No es la primera vez que una obra de Lem se adapta al cine. El caso más famoso es el de Solaris (1961), que Andréi Tarkovski filmó en 1972, una película emblemática de un director idolatrado por muchas personas a las que no les gusta el cine. A Lem no le gustaba el Solaris de Tarkovski, e incluso prefería la versión de Steven Soderbergh (curiosamente, Soderbergh está también en Cannes con Behind the Candelabra, una biografía de Liberace que juró será su última película).
Tarkovski, atormentado por el régimen soviético, era un director que quería volver atrás, al arte medieval, a su infancia, a la Rusia de los zares, y salvar al mundo de la modernidad: lo que se entiende por un reaccionario. Su cine bello y con gente que volaba inspiró muchas malas imitaciones; era solemne, ampuloso y también genial, con esa genialidad contaminada con la pedantería que Borges les atribuía a Welles y a los alemanes. Lem (1921-2006) era un gran lector de Borges, y de él tomó ideas como la reseña de libros imaginarios que empezó a practicar también en 1971 con Vacío perfecto, un libro brillante y divertido como pocos. Lem podía ser también muy aburrido, como lo demuestra La investigación (1959), un policial filosófico en el que no hay asesino y el detective es un tonto. Aunque a Lem tampoco le gustaba el libro (dice que en Fiebre de heno intentó una corrección y una reescritura), es útil para entender su método: no conozco un escritor al que le gustara tanto describir mundos imposibles, desarrollar teorías absurdas, citar autores inexistentes pero también formular hipótesis que apuntan a una comprensión del mundo más sofisticada que la que ofrecen los medios, la ficción e incluso la ciencia, cuya burocracia siempre trató con mal disimulado desdén.
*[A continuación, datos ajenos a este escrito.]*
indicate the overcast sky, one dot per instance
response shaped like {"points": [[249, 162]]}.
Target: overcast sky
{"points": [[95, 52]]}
La obra de Lem parece partir de la necesidad de disimular. Tras algunos encontronazos con las autoridades, se recluyó en un nicho aparentemente inocuo, el de la literatura infantil y la ciencia ficción, género con poca gracia al que llevó por encima de sus posibilidades y al que utilizó como campo para su imaginación desbordante y su ambición de ensayista. Los libros de Lem pasan por arriba de los conflictos sociales y de los dilemas religiosos, como si el comunismo y el catolicismo que impregnaban la vida polaca debieran ser trascendidos mediante un cosmopolitismo cuyo fin era explorar los límites de la razón y de la literatura. En eso también fue muy borgeano, aunque el vertiginoso Congreso de futurología podría ser una novelita de César Aira. Muy popular en su momento, hoy leemos a Lem gracias al fondo polaco para la traducción y, en el país de Guillermo Moreno, gracias a la piratería en internet.